Em laboratórios de análise clínico-econômicas bem montados, um diagnóstico digno do nome mostraria que nossa inflação tem também origem fiscal, por meio de gastos públicos que pressionam a demanda, de carga tributária que eleva custos e preços e de uma dívida governamental parcialmente responsável pelos juros elevados, os quais também pressionam nessa direção. Há também efeitos de decisões administrativas e/ou políticas na gestão de preços e tarifas públicas, bem como da política de rendimentos, como no recém-anunciado maxiaumento do salário mínimo. Há ainda a pressão de demanda decorrente do crédito, como a recente e forte expansão do consignado, além de setores com forte concentração de poder econômico, com poder sobre a oferta de bens e serviços e, assim, sobre preços acima dos ditados pela livre concorrência.

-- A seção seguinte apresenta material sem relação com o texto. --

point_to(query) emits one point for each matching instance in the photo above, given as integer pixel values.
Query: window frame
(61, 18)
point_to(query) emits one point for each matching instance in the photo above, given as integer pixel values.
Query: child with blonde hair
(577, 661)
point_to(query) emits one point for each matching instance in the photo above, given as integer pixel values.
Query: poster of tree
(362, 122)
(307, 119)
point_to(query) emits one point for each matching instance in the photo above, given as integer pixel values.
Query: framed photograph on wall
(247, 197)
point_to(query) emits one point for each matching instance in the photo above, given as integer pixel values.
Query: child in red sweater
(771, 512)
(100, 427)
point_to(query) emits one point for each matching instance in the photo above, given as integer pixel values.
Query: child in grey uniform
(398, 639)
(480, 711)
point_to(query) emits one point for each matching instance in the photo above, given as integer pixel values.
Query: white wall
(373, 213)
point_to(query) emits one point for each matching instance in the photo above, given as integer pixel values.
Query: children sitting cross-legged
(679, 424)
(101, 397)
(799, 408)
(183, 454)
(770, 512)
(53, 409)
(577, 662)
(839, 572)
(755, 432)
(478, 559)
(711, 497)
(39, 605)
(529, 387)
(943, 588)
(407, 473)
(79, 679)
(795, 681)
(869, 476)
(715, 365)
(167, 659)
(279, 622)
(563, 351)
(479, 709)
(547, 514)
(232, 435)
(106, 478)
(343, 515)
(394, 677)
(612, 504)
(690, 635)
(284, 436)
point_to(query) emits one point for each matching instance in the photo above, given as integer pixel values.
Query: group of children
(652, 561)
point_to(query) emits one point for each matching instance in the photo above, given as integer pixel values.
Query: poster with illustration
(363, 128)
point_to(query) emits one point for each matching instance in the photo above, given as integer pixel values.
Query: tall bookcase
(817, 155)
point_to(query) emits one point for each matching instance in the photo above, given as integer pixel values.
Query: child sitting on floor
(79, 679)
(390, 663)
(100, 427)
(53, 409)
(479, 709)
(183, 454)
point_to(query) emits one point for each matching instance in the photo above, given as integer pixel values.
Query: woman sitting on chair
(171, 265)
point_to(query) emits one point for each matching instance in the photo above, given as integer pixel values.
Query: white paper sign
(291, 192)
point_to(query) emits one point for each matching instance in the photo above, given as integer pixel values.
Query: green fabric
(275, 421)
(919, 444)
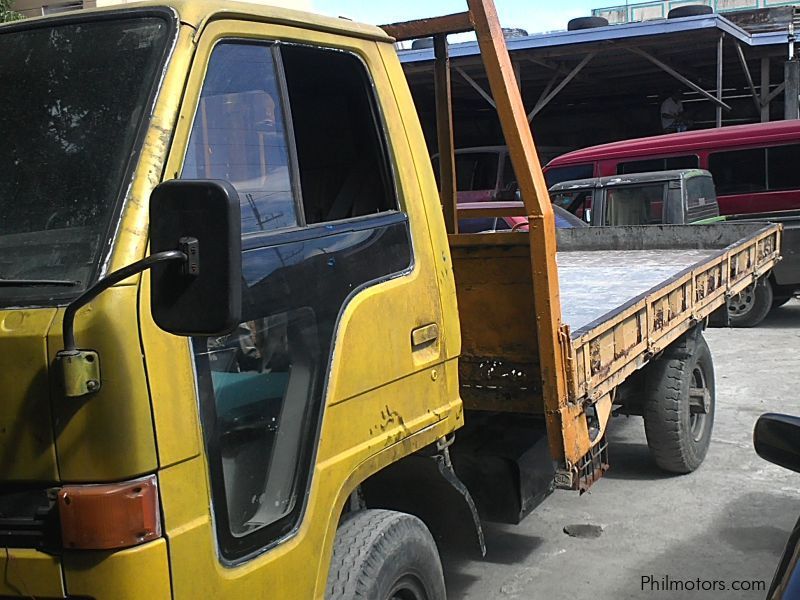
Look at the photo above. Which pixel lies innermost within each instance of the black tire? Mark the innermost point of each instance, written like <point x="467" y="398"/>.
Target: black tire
<point x="752" y="305"/>
<point x="679" y="419"/>
<point x="586" y="23"/>
<point x="778" y="301"/>
<point x="384" y="555"/>
<point x="690" y="10"/>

Contra essas e outras causas que emergiriam se a inflação fosse examinada holisticamente, o BC seria realmente santo milagroso se conseguisse combatê-las só com a taxa básica de juros, sem efeitos indesejáveis. Onipotente, e não sendo de sua alçada ou de seu interesse esses efeitos colaterais, como a redução do crescimento econômico, aplica overdose dessa perigosa droga, com o que, no seu equívoco, a própria prescrição também é uma droga. Míope mesmo na sua área, o BC não cuida sequer da pertinência dos preços da intermediação financeira nem aceita que outros do governo façam isso.

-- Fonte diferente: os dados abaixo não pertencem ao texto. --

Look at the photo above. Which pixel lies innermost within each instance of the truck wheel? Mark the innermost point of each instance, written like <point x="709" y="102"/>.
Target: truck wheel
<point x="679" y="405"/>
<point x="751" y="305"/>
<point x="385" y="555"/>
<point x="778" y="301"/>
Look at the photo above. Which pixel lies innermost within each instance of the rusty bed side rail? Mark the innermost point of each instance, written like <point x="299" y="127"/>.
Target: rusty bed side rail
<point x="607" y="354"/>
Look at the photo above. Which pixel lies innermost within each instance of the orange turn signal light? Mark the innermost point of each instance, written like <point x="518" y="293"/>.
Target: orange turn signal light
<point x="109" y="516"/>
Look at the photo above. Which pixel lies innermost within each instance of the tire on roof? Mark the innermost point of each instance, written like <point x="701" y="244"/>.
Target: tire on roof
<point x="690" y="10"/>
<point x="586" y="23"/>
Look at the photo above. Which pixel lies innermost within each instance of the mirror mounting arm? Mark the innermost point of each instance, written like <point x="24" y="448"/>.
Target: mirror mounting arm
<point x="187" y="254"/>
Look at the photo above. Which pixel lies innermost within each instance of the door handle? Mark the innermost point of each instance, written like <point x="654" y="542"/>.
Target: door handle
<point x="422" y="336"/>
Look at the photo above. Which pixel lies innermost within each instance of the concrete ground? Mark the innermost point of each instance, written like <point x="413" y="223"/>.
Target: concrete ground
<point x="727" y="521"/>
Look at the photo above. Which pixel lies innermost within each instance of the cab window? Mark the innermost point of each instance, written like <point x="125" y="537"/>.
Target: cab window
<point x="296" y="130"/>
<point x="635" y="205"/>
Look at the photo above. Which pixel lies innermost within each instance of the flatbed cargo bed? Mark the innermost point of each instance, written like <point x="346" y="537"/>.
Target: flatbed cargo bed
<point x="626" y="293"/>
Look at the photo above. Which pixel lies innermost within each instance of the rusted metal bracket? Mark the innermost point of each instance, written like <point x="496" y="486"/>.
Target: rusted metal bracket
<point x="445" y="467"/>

Assim, se for para tratar seriamente a inflação, e não só por esse simulacro de política antiinflacionária assentado apenas na monetária, cabe um enfoque holístico, que cuide da inflação com o BC e seus juros, mas reduzindo o papel dele mediante recurso paralelo a outras políticas, em particular a fiscal, a de rendimentos e a creditícia, no plano macroeconômico. No microeconômico cabe reexaminar os preços e tarifas administradas pelo setor público e conter os abusos do poder econômico mediante mecanismos de defesa da concorrência e/ou recurso a menores tarifas de importação para estimulá-la.

Seria heterodoxo esse enfoque? Heterodoxo, voltando ao dicionário, só no sentido de estar em desacordo com o grupo que controla a política econômica do governo e seus acólitos do lado de fora, dos quais reafirmo a dissidência. Entretanto, no sentido de estar em desacordo com teorias econômicas e práticas bem-assentadas de política governamental de combate à inflação, aqui e alhures, hoje e no passado, heterodoxa mesmo, beirando a heresia, é a política antiinflacionária atual, pois mal se apóia numa visão parcial e limitadíssima da inflação nas suas causas e nos seus remédios.